Suddenly the Corean market was broken. Stimulated by the Dutch merchants at Albany, the Indians of Massachusetts had found the fleshy root growing abundantly on the hills around Stockbridge in Massachusetts. Taking it to Albany, they exchanged it for hardware, trinkets, and rum. While the Dutch domines were scandalized at the drunken revels of the “Yankee” Indians, who equalled the Mohawks in their inebriation, good Jonathan Edwards at Stockbridge was grieving over the waywardness of his dusky flock, because they had gone wild over ginseng-hunting.

The Hollanders, shipping the bundled roots on their galliots down the Hudson, and thence to Amsterdam and London, sold them to the British East India Company at a profit of five hundred per cent. Landed at Canton, and thence carried to Peking, American ginseng broke the market, forced the price to a shockingly low figure, and dealt a heavy blow to the Corean monopoly. [[389]]

Henceforth a steady stream of ginseng—now found in limitless quantities in the Ohio and Mississippi valleys—poured into China. Though far inferior to the best article, it (Aralia quinquefolia) is sufficiently like it in taste and real or imaginary qualities to rival the root of Chō-sen, which is not of the very highest grade.

Less than a generation had passed from the time that the western end of Massachusetts had any influence on Corea or China, before there was brought from the far East an herb that influenced the colony at her other end, far otherwise than commercially. Massachusetts had sent ginseng to Canton, China now sent tea to Massachusetts. The herb from Amoy was pitched into the sea by men dressed and painted like the Indians, and the Revolution followed.

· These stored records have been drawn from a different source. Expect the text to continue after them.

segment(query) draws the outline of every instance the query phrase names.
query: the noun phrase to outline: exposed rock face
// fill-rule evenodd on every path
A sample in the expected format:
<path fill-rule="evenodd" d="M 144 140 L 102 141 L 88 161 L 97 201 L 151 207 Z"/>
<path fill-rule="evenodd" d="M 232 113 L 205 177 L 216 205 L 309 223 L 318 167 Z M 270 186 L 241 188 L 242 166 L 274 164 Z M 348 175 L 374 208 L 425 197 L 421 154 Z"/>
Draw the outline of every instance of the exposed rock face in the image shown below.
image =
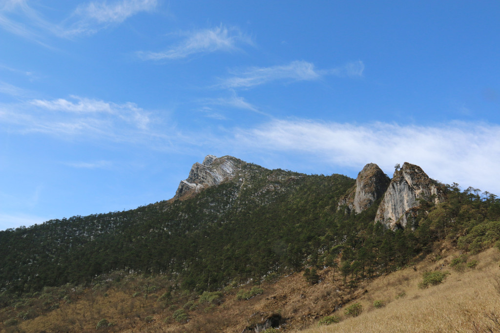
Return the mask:
<path fill-rule="evenodd" d="M 438 204 L 443 200 L 442 194 L 420 166 L 405 162 L 401 169 L 394 173 L 378 206 L 375 221 L 392 230 L 404 228 L 409 222 L 412 228 L 411 218 L 420 199 Z"/>
<path fill-rule="evenodd" d="M 242 161 L 230 156 L 217 158 L 208 155 L 202 164 L 196 162 L 190 171 L 189 176 L 180 182 L 172 199 L 190 196 L 206 188 L 218 185 L 234 175 Z"/>
<path fill-rule="evenodd" d="M 360 213 L 384 195 L 390 180 L 378 166 L 369 163 L 358 174 L 356 185 L 338 201 L 338 208 Z"/>

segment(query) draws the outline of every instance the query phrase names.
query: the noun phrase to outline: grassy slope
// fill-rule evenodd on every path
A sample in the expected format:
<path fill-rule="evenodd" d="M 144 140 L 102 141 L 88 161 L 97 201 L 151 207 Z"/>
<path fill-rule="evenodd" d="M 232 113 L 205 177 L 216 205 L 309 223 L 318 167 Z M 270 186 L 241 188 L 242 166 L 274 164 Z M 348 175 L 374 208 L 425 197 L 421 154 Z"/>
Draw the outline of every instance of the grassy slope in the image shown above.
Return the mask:
<path fill-rule="evenodd" d="M 448 266 L 457 254 L 454 251 L 445 252 L 444 258 L 436 262 L 427 260 L 417 264 L 416 272 L 408 268 L 376 279 L 367 286 L 368 292 L 356 301 L 363 306 L 360 316 L 345 318 L 342 316 L 344 320 L 338 324 L 304 332 L 500 331 L 498 250 L 492 248 L 471 257 L 478 260 L 477 268 L 464 272 Z M 422 272 L 442 266 L 450 273 L 442 284 L 426 289 L 418 288 L 422 280 Z M 396 299 L 402 292 L 406 296 Z M 386 306 L 374 308 L 373 302 L 377 300 L 384 301 Z"/>
<path fill-rule="evenodd" d="M 279 313 L 286 320 L 281 330 L 306 333 L 329 332 L 492 332 L 500 329 L 488 318 L 500 310 L 500 254 L 490 248 L 470 260 L 479 264 L 475 270 L 464 272 L 448 265 L 458 253 L 452 249 L 441 253 L 438 260 L 426 259 L 416 266 L 371 281 L 366 280 L 354 290 L 344 288 L 341 276 L 331 269 L 318 272 L 322 282 L 316 286 L 306 282 L 300 274 L 284 278 L 276 283 L 264 284 L 264 293 L 248 301 L 238 300 L 236 294 L 241 288 L 228 288 L 221 305 L 197 304 L 197 296 L 174 294 L 168 302 L 158 298 L 165 291 L 160 280 L 144 280 L 130 276 L 119 283 L 94 286 L 72 296 L 69 304 L 34 319 L 20 320 L 16 326 L 0 327 L 6 332 L 96 332 L 98 322 L 106 318 L 114 325 L 103 332 L 239 332 L 246 326 L 261 322 L 266 316 Z M 430 258 L 432 258 L 430 256 Z M 424 272 L 440 269 L 451 274 L 440 285 L 419 289 Z M 160 278 L 156 278 L 158 279 Z M 158 286 L 147 300 L 143 293 L 145 284 Z M 249 288 L 249 287 L 246 287 Z M 140 290 L 139 294 L 137 290 Z M 368 290 L 366 292 L 366 290 Z M 404 297 L 398 298 L 403 292 Z M 136 294 L 134 297 L 134 294 Z M 376 309 L 374 300 L 382 300 L 386 306 Z M 188 310 L 192 319 L 179 324 L 170 319 L 174 310 L 190 301 Z M 363 306 L 363 312 L 356 318 L 344 315 L 344 309 L 354 302 Z M 334 311 L 336 306 L 343 305 Z M 26 311 L 17 309 L 18 312 Z M 11 316 L 16 312 L 12 310 Z M 17 312 L 16 312 L 17 313 Z M 334 314 L 341 322 L 317 326 L 322 317 Z M 146 318 L 154 320 L 147 322 Z M 498 319 L 496 317 L 495 318 Z"/>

The war for independence over, Captain John Greene, in the ship Empress of China, sailed from New York, February 22, 1784. Major Samuel Shaw, the supercargo, without government aid or recognition, established American trade with China, living at Canton during part of the year 1786 and the whole of 1787 and 1788. Having been appointed consul by President Washington in 1789, while on a visit home, Major Shaw returned to China in an entirely new ship, the Massachusetts, built, navigated, and owned by American citizens. At Canton he held the office of consul certainly until the year 1790, and presumably until his death in 1794. This first consul of the United States in China received his commission from Congress, on condition that he should “not be entitled to receive any salary, fees, or emoluments whatever.”

Animated by the spirit of independence, and a laudable ambition, the resolute citizen of the New World declared that “the Americans must have tea, and they seek the most lucrative market for their precious root ginseng.”[1]

It was ginseng and tea—an exchange of the materials for drink, a barter of tonics—that brought the Americans and Chinese, and finally the Americans and Coreans together. [[390]]

Cotton was the next American raw material exported to China, beginning in 1791. In 1842 the loaded ships sailed direct from Alabama to Canton, on the expansion of trade after the Opium War.

The idea now began to dawn upon some minds that it was high time that Japan and Corea should be opened to American commerce.